Resource Requests

Stackable operators handle resource requests in a sligtly different manner than Kubernetes. Resource requests are defined on role or group level. See Roles and role groups for details on these concepts. On a role level this means that e.g. all workers will use the same resource requests and limits. This can be further specified on role group level (which takes priority to the role level) to apply different resources.

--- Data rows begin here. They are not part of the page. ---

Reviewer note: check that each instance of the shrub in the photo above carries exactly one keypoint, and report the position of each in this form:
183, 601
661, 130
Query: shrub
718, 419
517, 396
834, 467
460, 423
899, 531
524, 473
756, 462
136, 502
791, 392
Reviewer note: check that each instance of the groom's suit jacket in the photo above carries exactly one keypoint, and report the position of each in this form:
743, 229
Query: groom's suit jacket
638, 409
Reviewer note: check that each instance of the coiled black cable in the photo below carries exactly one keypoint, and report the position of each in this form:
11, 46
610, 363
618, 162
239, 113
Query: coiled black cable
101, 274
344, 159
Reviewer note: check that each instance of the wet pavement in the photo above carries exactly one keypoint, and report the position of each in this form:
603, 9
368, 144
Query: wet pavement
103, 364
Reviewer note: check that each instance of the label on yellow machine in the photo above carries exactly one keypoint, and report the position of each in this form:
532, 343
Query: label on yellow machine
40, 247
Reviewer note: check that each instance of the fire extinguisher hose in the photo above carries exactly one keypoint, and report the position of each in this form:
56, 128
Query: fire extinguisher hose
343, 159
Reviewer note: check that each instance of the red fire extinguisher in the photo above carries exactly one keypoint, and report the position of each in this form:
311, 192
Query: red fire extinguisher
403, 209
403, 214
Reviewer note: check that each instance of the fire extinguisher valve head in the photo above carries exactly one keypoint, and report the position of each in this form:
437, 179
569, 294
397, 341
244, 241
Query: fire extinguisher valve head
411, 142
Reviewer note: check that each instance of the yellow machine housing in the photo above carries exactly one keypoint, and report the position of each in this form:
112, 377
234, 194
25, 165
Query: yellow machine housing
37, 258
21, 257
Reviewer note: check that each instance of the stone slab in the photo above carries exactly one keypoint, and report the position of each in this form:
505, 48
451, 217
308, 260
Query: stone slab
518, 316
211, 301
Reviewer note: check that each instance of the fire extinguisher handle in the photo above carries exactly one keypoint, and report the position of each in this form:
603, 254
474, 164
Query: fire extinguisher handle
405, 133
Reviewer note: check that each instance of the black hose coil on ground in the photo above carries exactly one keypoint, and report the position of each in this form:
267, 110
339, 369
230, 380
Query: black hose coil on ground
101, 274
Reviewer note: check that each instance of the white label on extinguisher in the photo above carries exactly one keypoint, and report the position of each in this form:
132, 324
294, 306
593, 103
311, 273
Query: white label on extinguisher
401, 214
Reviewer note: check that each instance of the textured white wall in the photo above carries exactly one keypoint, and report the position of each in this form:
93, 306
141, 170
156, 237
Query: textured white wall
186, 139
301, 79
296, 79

This is an example on how to specify CPU and memory resources using the Stackable Custom Resources:

---
apiVersion: example.stackable.tech/v1alpha1
kind: ExampleCluster
metadata:
  name: example
spec:
  workers: # role-level
    config:
      resources:
        cpu:
          min: 300m
          max: 600m
        memory:
          limit: 3Gi
    roleGroups: # role-group-level
      resources-from-role: # role-group 1
        replicas: 1
      resources-from-role-group: # role-group 2
        replicas: 1
        config:
          resources:
            cpu:
              min: 400m
              max: 800m
            memory:
              limit: 4Gi

In this case, the role group resources-from-role will inherit the resources specified on the role level. Resulting in a maximum of 3Gi memory and 600m CPU resources.

The role group resources-from-role-group has maximum of 4Gi memory and 800m CPU resources (which overrides the role CPU resources).

For Java products the actual used Heap memory is lower than the specified memory limit due to other processes in the Container requiring memory to run as well. Currently, 80% of the specified memory limits is passed to the JVM.

For memory only a limit can be specified, which will be set as memory request and limit in the Container. This is to always guarantee a Container the full amount memory during Kubernetes scheduling.

If no resources are configured explicitly, the operator uses the following defaults for `SparkApplication`s:

job:
  resources:
    cpu:
      min: '100m'
      max: "400m"
    memory:
      limit: '512Mi'
driver:
  resources:
    cpu:
      min: '250m'
      max: "1"
    memory:
      limit: '1Gi'
executor:
  resources:
    cpu:
      min: '250m'
      max: "1"
    memory:
      limit: '4Gi'

For `SparkHistoryServer`s the following defaults are used:

nodes:
  resources:
    cpu:
      min: '250m'
      max: "1"
    memory:
      limit: '512Mi'
The default values are most likely not sufficient to run a proper cluster in production. Please adapt according to your requirements. For more details regarding Kubernetes CPU limits see: Assign CPU Resources to Containers and Pods.

Spark allocates a default amount of non-heap memory based on the type of job (JVM or non-JVM). This is taken into account when defining memory settings based exclusively on the resource limits, so that the "declared" value is the actual total value (i.e. including memory overhead). This may result in minor deviations from the stated resource value due to rounding differences.

It is possible to define Spark resources either directly by setting configuration properties listed under sparkConf, or by using resource limits. If both are used, then sparkConf properties take precedence. It is recommended for the sake of clarity to use either one or the other.